Рассказ этот вызывал определённый интерес, но Уайрман так и
не ответил на мой вопрос. Поэтому я его повторил.
— Она ещё говорила, что там полно змей, — сказал Уайрман,
наконец-то поворачиваясь к нам. — Я до смерти боюсь змей. Боюсь с тех пор, как
в детстве пошёл с родителями в поход, а утром, проснувшись, обнаружил, что делю
спальный мешок с молочной змеёй. Она даже забралась мне под майку. Обрызгала
меня мускусом. Я думал, что меня отравили. Ты доволен?
— Да. Ты рассказал ей эту историю до или после того, как она
предупредила тебя о полчищах змей в южной части острова?

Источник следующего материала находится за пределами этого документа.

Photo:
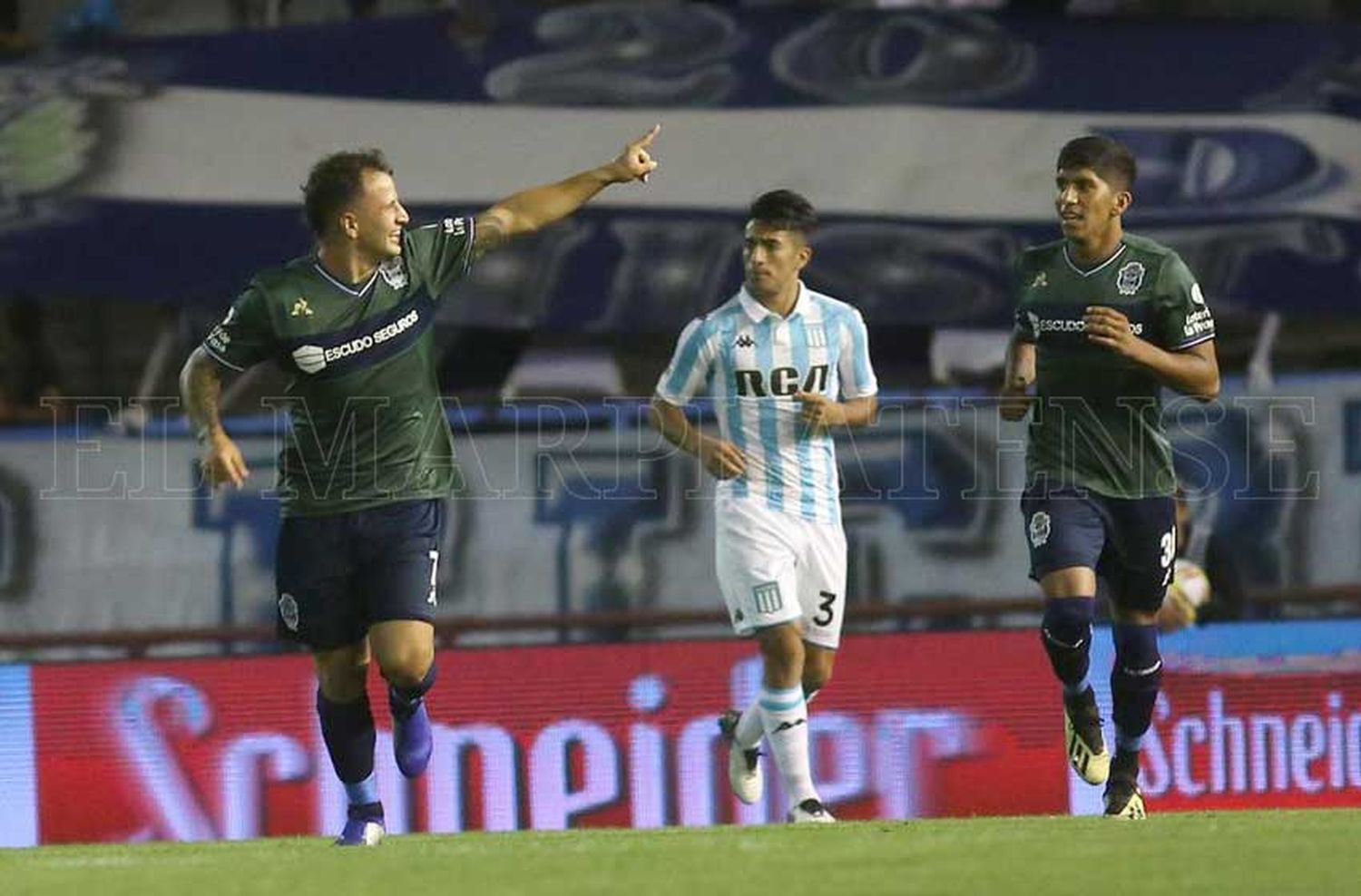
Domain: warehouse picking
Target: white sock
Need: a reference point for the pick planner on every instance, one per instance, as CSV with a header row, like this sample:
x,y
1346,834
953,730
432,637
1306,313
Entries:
x,y
750,729
786,718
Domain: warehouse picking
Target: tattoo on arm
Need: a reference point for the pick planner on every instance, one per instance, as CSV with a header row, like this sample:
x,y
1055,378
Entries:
x,y
201,386
492,230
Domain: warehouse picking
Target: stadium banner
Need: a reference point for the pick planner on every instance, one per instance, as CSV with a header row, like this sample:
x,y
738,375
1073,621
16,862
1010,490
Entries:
x,y
915,725
542,737
18,776
569,509
950,124
1251,716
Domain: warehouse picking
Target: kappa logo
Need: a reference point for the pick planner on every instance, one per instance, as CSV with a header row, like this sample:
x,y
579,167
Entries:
x,y
289,610
394,272
1039,528
768,597
1130,278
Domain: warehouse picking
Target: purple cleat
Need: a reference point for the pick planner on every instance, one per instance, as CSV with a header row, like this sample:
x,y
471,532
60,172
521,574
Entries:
x,y
364,825
413,741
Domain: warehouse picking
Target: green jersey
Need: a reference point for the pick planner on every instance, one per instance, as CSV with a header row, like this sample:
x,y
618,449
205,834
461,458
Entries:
x,y
1099,419
367,424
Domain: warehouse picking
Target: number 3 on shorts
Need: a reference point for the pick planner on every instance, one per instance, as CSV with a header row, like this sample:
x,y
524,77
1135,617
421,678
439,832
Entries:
x,y
825,612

— Не помню, — ответил он после паузы. Потом вздохнул. —
Вероятно, до. Я вижу, к чему ты клонишь… она хотела, чтобы я держался подальше.
«Я этого не говорил и тебя за язык не тянул», — подумал я.
Сказал другое:
— В основном я тревожусь из-за Джека. Но лучше
подстраховаться.
— Из-за меня? — удивился Джек. — Змей я не боюсь. И я знаю,
как выглядят ядовитый дуб и ядовитый плющ. Я был бойскаутом.
— В этом доверься мне.
Я начал его рисовать. Работал быстро, подавляя желание
вдаваться в детали… как хотела какая-то часть меня. И пока работал, со стороны
Кейси-Ки послышался первый раздражённый автомобильный гудок.
— Такое ощущение, что разводной мост снова сломался, —
заметил Джек.
— Похоже на то, — согласился я, не отрываясь от рисунка.
v
Уайрмана я рисовал ещё быстрее, но вновь обнаружил, что
приходится подавлять желание с головой уйти в работу… потому что, когда я
работал, боль и горе отступали. Рисование служило лекарством. Но световой день
продлевать никто не собирался, и я жаждал встречи с Эмери не больше, чем
Уайрман. Мне хотелось, чтобы к тому времени, когда закатные цвета начнут
подниматься из Залива, мы трое уже закончили бы все дела и покинули остров…
находились бы как можно дальше от острова.